Syaikh Muhammad bin Sholih Al ‘Utsaimin rahimahullah berkata, “Perkataan penulis Zaadul Mustaqni’: “Disunnahkan makan dari hasil qurban, menghadiahkan dan bersedekah masing-masing 1/3”, artinya di sini bukan wajib, namun hasil qurban disunnahkan dimanfaatkan untuk tiga tujuan tadi, yaitu 1/3 untuk dimakan, 1/3 untuk dihadiahkan, dan 1/3 lagi untuk disedekahkan.
Hadiah berbeda dengan sedekah. Jika diberikan dalam rangka kasih sayang dan menjalin keterikatan hati, maka ini termasuk hadiah sebagimana sabda Nabi shallallahu ‘alaihi wa sallam, “Berilah hadiah kalian maka kalian akan saling mencintai.” Adapun jika maksudnya adalah pendekatan diri pada Allah, maka disebut sedekah. Oleh karenanya, sedekah itu untuk orang yang butuh sedangkan hadiah untuk orang yang telah berkecukupan.

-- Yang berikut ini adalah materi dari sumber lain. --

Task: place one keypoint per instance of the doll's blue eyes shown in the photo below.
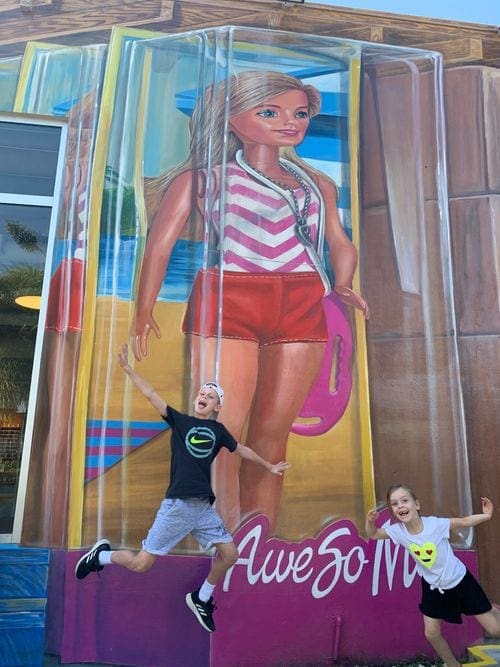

Adapun hasil qurban dibagi 1/3 untuk dikonsumsi oleh shohibul qurban, 1/3 untuk hadiah dan 1/3 untuk sedekah. Pemanfaatan di sini tergantung tingkatan (keadaan) dalam menerima hewan qurban. Dalam ayat sendiri didahulukan makan (untuk konsumsi sendiri) dari yang lainnya. Allah Ta’ala berfirman (yang artinya), “Maka makanlah sebahagian daripadanya dan (sebahagian lagi) berikanlah untuk dimakan orang-orang yang sengsara dan fakir.” (QS. Al Hajj: 28).
Disebut sunnah artinya jika hasil qurban disedekahkan semuanya, maka tidaklah berdosa. Hal ini berdasarkan anggapan bahwa hukum qurban adalah sunnah sebagaimana pendapat yang dianut oleh jumhur (mayoritas) ulama.
Sedangkan sebagian ulama menganggap bahwa shohibul qurban wajib mencicipi hasil qurbannya dan dosa jika meninggalkannya karena hal ini diperintahkan oleh Allah dan Allah sendiri mendahulukannya dari sedekah. … Sehingga sebaiknya shohibul qurban tetap berusaha mencicipi hasil sembelihan qurbannya.” (Syarhul Mumthi’, 7: 481)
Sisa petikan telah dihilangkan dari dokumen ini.